Der Karneval in Rio ist eine der spektakulärsten Partys auf
der ganzen Welt. Die Parade der Sambaschulen im eigens erbauten "Sambadrome" ist etwas, das jeder einmal gesehen haben sollte.
Am besten in natura, denn im Fernsehen macht's nur halb so viel Spaß. Dort zu sein, und zu spüren, wie der Rhythmus ins Blut
geht - that's it! Der Samba hinterlässt bei den Gästen Rios einen derart tiefen Eindruck, dass sich viele davon - zumindest
vorübergehend - ebenfalls als Carioca fühlen.

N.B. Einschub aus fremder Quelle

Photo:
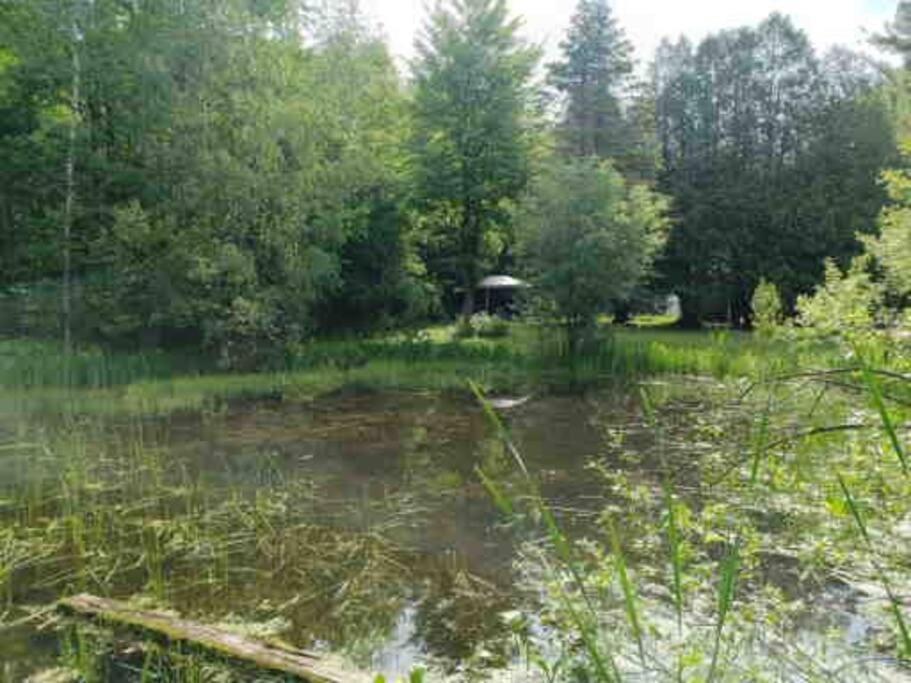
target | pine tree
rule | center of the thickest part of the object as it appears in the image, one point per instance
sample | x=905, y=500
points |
x=472, y=138
x=594, y=75
x=898, y=34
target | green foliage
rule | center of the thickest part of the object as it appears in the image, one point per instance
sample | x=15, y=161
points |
x=472, y=139
x=587, y=238
x=768, y=311
x=845, y=305
x=892, y=247
x=771, y=179
x=233, y=182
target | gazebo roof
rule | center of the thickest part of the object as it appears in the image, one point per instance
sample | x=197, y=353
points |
x=501, y=282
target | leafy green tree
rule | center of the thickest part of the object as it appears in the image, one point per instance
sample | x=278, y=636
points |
x=772, y=157
x=234, y=180
x=472, y=136
x=892, y=246
x=587, y=238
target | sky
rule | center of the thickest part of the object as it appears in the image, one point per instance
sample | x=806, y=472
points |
x=646, y=22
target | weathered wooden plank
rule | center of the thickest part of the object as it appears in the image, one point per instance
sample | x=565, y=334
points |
x=276, y=659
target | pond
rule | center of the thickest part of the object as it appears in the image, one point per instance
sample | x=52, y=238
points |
x=355, y=524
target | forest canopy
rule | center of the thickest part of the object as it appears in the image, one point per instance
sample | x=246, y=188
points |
x=242, y=175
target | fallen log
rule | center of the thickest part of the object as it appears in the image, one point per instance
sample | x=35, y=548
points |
x=237, y=649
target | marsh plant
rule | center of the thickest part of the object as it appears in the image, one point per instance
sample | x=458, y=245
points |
x=704, y=568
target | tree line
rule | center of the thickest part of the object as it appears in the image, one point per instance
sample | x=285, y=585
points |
x=244, y=174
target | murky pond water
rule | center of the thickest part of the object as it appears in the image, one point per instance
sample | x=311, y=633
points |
x=394, y=552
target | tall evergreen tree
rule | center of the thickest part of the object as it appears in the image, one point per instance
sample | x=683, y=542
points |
x=603, y=107
x=471, y=137
x=897, y=37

Das "Sambadrome" ist an diesen Tagen sicherlich einer der magischsten Plätze
auf der Erde.
Wir sprechen hier nämlich nicht von irgendeiner Parade, sondern
von der größten Parade der Welt. Sie ist unglaublich vielfarbig, wild, orgiastisch, harmonisch, abwechslungsreich und ansteckend
rhythmisch. Eine einzigartige Welt der Phantasien, an der in den besten Sambaschulen über viele Monate gearbeitet wird. 600
- 800 Trommler pro Sambaschule produzieren einen akustischen Orkan, der die Tänzer und Besucher in Ekstase versetzt. Handverlesene
Juroren haben die schwierige Aufgabe, die beste Schule zu ermitteln. Diese Schule ist dann für ein Jahr der grosse Stolz des
ganzen Landes.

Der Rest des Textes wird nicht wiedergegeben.